Albertina 100M PTBR
is a foundation, large language model for American
Portuguese
from
Brazil
.
It is an
encoder
of the BERT family, based on the neural architecture Transformer and
developed over the DeBERTa model, with most competitive performance for this language.
It is distributed free of charge and under a most permissible license.
Albertina 100M PTBR base
is developed by a joint team from the University of Lisbon and the University of Porto, Portugal.
For further details, check the respective
publication
:
@misc{albertina-pt-fostering,
title={Fostering the Ecosystem of Open Neural Encoders
for Portuguese with Albertina PT-* family},
author={Rodrigo Santos and João Rodrigues and Luís Gomes
and João Silva and António Branco
and Henrique Lopes Cardoso and Tomás Freitas Osório
and Bernardo Leite},
year={2024},
eprint={2403.01897},
archivePrefix={arXiv},
primaryClass={cs.CL}
}
Please use the above cannonical reference when using or citing this model.
Model Description
This model card is for Albertina 100M PTBR
, with 100M parameters, 12 layers and a hidden size of 768.
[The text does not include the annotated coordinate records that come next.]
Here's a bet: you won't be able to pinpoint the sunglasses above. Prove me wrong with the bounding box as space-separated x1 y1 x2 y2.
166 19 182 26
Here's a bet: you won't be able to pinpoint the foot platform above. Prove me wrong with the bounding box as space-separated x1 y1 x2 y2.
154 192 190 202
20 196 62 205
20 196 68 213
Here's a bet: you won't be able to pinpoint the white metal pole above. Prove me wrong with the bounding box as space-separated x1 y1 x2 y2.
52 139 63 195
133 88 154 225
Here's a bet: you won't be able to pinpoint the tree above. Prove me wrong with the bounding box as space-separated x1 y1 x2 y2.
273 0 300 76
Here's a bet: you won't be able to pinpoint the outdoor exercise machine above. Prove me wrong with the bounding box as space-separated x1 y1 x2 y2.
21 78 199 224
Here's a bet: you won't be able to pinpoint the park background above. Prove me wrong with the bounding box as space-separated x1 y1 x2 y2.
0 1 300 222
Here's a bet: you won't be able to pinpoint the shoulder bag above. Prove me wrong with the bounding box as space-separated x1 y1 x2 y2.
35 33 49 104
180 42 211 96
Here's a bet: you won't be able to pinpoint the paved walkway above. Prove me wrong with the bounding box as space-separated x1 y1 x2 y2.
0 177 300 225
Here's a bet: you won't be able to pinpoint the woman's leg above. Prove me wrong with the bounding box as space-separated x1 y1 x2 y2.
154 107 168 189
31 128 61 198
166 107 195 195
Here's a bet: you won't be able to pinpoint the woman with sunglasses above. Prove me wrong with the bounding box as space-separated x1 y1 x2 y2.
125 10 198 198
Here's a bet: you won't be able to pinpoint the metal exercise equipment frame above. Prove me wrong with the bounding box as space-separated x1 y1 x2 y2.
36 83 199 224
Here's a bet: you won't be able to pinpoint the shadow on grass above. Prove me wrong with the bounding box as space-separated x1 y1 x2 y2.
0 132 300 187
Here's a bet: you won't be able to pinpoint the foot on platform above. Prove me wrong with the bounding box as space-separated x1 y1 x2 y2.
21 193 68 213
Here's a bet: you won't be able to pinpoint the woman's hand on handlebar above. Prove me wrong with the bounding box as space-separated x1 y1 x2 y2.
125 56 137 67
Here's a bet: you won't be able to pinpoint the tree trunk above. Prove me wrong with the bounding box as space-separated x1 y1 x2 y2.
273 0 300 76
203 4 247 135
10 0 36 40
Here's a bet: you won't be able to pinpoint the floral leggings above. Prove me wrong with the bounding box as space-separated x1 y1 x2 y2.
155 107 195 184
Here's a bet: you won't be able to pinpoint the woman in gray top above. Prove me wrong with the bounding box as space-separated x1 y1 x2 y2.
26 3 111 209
Albertina-PT-BR base is distributed under an
MIT license
.
Albertina P100M PTBR
was trained over a 3.7 billion token curated selection of documents from the
OSCAR
data set.
The OSCAR data set includes documents in more than one hundred languages, including Portuguese, and it is widely used in the literature. It is the result of a selection performed over the
Common Crawl
data set, crawled from the Web, that retains only pages whose metadata indicates permission to be crawled, that performs deduplication, and that removes some boilerplate, among other filters.
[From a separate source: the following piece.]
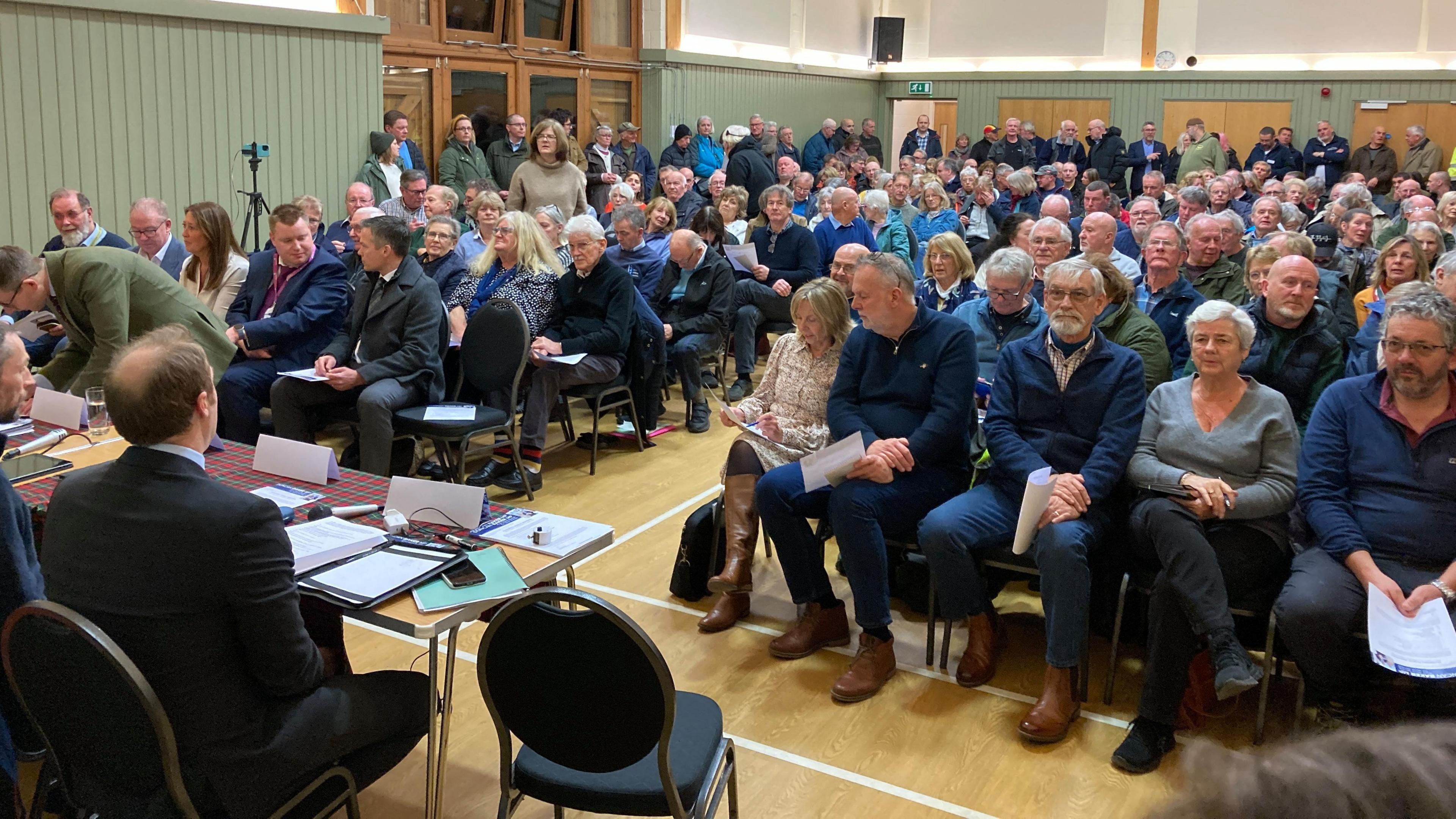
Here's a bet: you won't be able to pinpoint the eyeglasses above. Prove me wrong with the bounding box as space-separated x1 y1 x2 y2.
1380 338 1450 358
Given that it does not discriminate between the Portuguese variants, we performed extra filtering by retaining only documents whose meta-data indicate the Internet country code top-level domain of Brazil. We used the January 2023 version of OSCAR, which is based on the November/December 2022 version of Common Crawl.
Preprocessing
We filtered the PT-BR corpora using the
BLOOM pre-processing
pipeline.
We skipped the default filtering of stopwords since it would disrupt the syntactic structure, and also the filtering for language identification given the corpus was pre-selected as Portuguese.
To train
Albertina 100M PTBR
, the data set was tokenized with the original DeBERTa tokenizer with a 128 token sequence truncation and dynamic padding.
The model was trained using the maximum available memory capacity resulting in a batch size of 3072 samples (192 samples per GPU).
We opted for a learning rate of 1e-5 with linear decay and 10k warm-up steps.
The model was trained with a total of 150 training epochs resulting in approximately 180k steps.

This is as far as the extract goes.